Porter v. City & Cnty. of San Francisco
No. 16-cv-03771-CW(DMR) (N.D. Cal. Sept. 5, 2018)
In this wrongful death case, the court imposed sanctions against the defendant for its spoliation of evidence.
It also found that the defendant waived privilege and compelled it to produce all responsive documents. This case began when a psychiatric patient, Haneefah Nuriddin, was left unattended by hospital staff. At some point, Nuriddin exited the hospital.
The staff member who had been with her evidently saw her “standing near a bus stop.” However, he “did not…call for help” immediately. At some point, he “reported Nuriddin’s disappearance” to his supervisor, who called the on-site sheriff’s desk. Almost an hour after that call, the police were called. Nuriddin was found dead the next day.
Her successor-in-interest, Ben Porter, filed this wrongful death case against the City and County of San Francisco (“CCSF”), among others. During discovery, Porter requested the audio recording of the initial call reporting Nuriddin’s “AWOL/escape.” While CCSF provided some discovery, it did not produce the call recording.
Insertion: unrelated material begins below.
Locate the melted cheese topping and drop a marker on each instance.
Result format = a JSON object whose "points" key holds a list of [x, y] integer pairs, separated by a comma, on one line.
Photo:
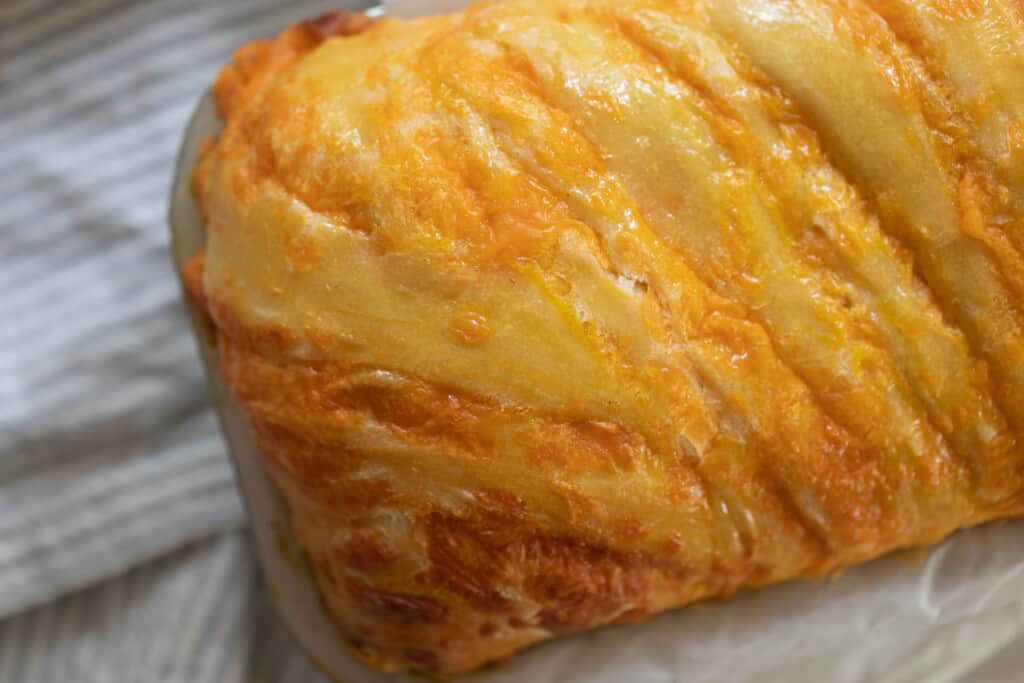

Eventually, it responded that the call recording had been erased under the hospital’s retention policy. The parties met and conferred about both the missing call recording and “CCSF’s failure to provide a privilege log” for its responses. Thereafter, Porter moved for spoliation sanctions under Federal Rule of Civil Procedure 37(e). He also moved to compel the production of withheld documents, arguing that CCSF had waived its privilege.
The parties agreed that CCSF “had a duty to preserve” the call recording and failed in that duty. In fact, it “took no steps” to preserve the call recording beyond forwarding Porter’s preservation request to the hospital. The court also “easily” concluded that the lost call recording “cannot be restored or replaced” through additional discovery.
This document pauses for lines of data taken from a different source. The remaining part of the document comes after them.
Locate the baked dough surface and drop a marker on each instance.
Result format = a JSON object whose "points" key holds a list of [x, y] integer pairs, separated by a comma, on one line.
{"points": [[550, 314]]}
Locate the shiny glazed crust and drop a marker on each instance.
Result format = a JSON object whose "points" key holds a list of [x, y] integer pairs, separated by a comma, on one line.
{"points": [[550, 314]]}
The court also found that this spoliation prejudiced Porter. As “CCSF’s first response to Nuriddin’s disappearance,” the call was “the only contemporaneous record of what information” CCSF reported to law enforcement. However, the court did not find that CCSF intentionally spoliated that evidence. Its “behavior amount[ed] to gross negligence, not intentional malfeasance.”
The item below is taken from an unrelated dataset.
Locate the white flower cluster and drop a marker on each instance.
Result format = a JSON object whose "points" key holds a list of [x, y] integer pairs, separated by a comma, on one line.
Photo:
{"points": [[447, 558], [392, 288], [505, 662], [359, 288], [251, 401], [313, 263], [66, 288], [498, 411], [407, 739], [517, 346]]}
The court concluded that it could not impose an adverse inference jury instruction under those circumstances. Yet further sanctions were, in the court’s view, appropriate to fully cure the prejudice. Therefore, it ordered “that the jury may hear a short factual statement…regarding the spoliation” of the recording. The court also ordered CCSF to pay Porter’s attorneys’ fees and costs associated with the spoliation motion. Regarding the privilege logs, CCSF admitted that it never produced a privilege log. It excused this absence by claiming that the effort would be “unduly burdensome.”
The court admitted that “waiver [of privilege] is a harsh sanction” for a party that failed to produce a privilege log. Still, other “courts have not hesitated to find waiver where a party repeatedly engages in inexcusable or unjustifiable conduct.” Here, the court had already “admonished” CCSF’s counsel for its earlier failure to timely provide a privilege log. This “second failure to provide any privilege log” was therefore “simply indefensible.” The court found that CCSF “waived its right to assert privilege by failing to produce a privilege log.” It ordered CCSF to produce all responsive documents.
Takeaways on Ensuring the Preservation of Critical Evidence
No doubt the defendant’s failings here were dire — as the court said, it “should have done more, and should have acted earlier to preserve” this necessary evidence. However, the plaintiff also delayed asking for this evidence until around two years after the incident. Avoid making the same mistake: prepare thoroughly before your initial Rule 26(f) conference and be sure to discuss preservation of all important evidence at the meet-and-confer.